One of the many things we do here on the farm to preserve the dairy harvest is make fresh farmhouse cheese. Some cheeses are more difficult while others are rather basic. Most cheese recipes will require rennet, a starter culture or citric acid, strainers, molds and waxes. While we are still experimenting and learning the fine art of cheese making, a few simple household cheese recipes have found their way into our files.
Today, we are making Panir;a farmhouse cheese that requires very basic ingredients and methods. Delicate and moist, this cheese carries a slight hint of lemon while lending well to various flavor additives and uses. Now, let's get started.
Panir: The basic recipe:
two lemons for every one quart of milk
thermometer and heavy bottom pot
fine mesh strainer (or cheesecloth) and salt
*as a note, we use fresh goat milk, however, full fat cow's milk also works (yes, I tried it)
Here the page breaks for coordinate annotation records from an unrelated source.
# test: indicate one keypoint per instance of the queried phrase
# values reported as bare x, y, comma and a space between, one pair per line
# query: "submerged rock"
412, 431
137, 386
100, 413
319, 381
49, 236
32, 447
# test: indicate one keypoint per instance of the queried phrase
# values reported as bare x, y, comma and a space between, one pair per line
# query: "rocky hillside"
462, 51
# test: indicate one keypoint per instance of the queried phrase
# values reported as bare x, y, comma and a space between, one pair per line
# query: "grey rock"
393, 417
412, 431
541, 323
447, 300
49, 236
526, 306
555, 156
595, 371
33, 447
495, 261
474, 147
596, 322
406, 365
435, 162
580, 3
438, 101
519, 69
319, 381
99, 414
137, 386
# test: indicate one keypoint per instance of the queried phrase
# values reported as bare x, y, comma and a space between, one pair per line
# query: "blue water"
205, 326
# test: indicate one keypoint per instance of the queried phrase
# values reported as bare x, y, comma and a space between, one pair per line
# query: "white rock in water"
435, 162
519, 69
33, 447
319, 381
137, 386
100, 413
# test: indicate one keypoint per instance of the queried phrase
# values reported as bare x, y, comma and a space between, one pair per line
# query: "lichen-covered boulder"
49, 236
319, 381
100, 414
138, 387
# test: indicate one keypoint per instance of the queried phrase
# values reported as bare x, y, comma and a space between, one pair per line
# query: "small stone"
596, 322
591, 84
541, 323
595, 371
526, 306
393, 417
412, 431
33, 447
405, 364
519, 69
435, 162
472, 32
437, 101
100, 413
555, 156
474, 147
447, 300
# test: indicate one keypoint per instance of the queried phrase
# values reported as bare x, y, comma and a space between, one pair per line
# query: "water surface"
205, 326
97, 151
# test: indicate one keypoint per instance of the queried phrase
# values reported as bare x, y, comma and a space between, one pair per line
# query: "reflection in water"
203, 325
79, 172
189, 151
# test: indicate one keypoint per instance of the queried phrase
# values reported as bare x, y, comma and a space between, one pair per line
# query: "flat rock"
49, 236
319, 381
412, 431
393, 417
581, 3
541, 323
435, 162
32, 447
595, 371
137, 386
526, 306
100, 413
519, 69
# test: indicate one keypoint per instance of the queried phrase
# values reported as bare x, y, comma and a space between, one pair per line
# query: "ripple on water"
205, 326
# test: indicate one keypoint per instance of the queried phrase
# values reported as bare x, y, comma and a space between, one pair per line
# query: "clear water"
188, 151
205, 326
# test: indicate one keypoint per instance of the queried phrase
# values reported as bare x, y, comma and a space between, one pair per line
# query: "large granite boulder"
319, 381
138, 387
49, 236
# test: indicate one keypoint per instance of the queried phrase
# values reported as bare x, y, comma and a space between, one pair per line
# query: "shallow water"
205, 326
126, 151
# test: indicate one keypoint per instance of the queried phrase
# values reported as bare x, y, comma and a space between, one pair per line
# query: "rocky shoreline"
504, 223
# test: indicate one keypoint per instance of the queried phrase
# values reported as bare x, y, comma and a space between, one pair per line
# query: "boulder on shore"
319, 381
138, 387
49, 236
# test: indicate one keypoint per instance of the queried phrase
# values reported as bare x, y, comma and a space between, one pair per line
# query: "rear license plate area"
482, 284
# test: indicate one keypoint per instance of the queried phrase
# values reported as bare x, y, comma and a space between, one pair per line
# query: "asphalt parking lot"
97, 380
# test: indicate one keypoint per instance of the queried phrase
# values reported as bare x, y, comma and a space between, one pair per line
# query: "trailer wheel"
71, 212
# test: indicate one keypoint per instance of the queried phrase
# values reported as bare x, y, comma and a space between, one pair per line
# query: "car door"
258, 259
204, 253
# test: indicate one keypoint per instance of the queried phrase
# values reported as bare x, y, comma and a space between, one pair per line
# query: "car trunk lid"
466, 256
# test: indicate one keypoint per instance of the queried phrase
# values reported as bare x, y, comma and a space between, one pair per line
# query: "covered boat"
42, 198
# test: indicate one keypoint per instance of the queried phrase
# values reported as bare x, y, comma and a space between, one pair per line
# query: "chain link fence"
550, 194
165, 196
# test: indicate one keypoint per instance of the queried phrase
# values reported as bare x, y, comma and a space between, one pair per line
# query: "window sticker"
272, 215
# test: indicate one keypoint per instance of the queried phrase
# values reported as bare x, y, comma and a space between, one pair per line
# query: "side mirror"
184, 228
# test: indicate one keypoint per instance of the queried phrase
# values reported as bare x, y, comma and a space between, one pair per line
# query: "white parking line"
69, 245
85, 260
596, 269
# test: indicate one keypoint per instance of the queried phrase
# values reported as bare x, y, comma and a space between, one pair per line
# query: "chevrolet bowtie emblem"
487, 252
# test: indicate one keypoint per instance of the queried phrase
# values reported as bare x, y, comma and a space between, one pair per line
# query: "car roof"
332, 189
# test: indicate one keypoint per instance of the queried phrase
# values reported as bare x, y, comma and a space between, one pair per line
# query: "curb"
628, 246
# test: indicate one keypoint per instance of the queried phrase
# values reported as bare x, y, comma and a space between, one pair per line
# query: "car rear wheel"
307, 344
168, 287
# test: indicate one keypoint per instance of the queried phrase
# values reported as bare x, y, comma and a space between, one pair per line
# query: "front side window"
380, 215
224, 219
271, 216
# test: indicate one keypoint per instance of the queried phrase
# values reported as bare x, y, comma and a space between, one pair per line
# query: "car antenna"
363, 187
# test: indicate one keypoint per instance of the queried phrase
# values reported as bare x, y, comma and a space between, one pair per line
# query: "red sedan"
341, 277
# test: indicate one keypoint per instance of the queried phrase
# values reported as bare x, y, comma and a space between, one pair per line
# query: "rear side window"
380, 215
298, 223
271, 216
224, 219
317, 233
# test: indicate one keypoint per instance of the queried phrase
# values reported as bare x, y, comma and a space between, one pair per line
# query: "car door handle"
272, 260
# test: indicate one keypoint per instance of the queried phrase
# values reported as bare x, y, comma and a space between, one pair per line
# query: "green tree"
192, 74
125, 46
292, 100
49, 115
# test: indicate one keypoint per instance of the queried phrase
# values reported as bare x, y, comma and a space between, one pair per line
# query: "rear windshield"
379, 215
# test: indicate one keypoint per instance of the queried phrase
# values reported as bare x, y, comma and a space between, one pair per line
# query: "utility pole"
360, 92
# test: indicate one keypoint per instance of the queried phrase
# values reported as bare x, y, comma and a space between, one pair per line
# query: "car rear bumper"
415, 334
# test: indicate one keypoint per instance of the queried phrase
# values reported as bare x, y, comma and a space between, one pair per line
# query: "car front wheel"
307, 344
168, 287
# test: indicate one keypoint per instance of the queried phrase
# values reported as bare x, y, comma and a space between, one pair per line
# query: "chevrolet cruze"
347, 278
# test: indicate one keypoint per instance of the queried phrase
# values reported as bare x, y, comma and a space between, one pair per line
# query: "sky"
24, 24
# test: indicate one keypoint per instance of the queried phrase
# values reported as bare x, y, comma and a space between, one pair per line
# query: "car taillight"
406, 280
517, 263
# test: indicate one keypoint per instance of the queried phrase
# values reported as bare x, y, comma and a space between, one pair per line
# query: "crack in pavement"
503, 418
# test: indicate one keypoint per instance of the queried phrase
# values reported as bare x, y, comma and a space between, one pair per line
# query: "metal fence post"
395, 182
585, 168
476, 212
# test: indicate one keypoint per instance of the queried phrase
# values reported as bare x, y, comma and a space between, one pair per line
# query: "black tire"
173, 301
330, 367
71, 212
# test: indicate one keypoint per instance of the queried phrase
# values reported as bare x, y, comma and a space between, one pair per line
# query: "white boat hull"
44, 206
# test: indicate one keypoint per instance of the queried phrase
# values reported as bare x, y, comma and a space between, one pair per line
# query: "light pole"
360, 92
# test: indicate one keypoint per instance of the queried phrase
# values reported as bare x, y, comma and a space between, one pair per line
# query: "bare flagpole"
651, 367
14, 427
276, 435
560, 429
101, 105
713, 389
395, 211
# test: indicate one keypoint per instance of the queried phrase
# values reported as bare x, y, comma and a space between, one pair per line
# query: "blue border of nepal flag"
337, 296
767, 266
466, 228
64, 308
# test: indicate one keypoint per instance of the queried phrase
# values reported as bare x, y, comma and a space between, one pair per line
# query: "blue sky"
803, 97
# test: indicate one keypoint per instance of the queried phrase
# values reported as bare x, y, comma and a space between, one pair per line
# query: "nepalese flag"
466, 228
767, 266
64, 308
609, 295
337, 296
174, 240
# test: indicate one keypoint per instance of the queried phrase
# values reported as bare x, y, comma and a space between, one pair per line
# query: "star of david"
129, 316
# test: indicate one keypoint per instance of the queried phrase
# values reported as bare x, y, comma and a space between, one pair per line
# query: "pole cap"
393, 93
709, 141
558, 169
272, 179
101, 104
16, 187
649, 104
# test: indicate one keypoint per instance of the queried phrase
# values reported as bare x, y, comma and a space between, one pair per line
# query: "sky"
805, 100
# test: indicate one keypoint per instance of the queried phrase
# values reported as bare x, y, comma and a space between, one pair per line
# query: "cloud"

To begin, pour your milk into a heavy bottom stock pot. Juice the lemons into the milk (remove any seeds that may fall in). Bring your milk/lemon juice mixture to 185 degrees over a medium high heat. I like a digital thermometer; I feel it is more accurate. As the milk heats, you will start to notice small curds begin to form. The warmer the milk, the more curds develop.
Once you reach 185 degrees, cover the pot and allow the curds and whey to set for fifteen minutes- this will help develop and separate the curds. During this setting period, I line a strainer with cheese cloth. Now, I use my whey for either cooking or to supplement animal feed..so my strainer is set in a bowl to collect the whey.
|curds in cheesecloth|
After the fifteen minute set, pour the curds and whey through your cheese cloth. Allow the curds to set in the cloth/strainer until the whey has drained sufficiently. We like a rather dry cheese, so my curd sits at least an hour.
|panir with dried tomato and basil|
When the cheese is dry enough for you, salt to your taste and add any herbs or flavorings you may desire. Stored in the fridge for a week or in the freezer for several months, Panir is a great way to preserve the diary harvest. For freezing: I wrap the cheese in clear plastic wrap before placing it in resealable storage bags with a clear label and date.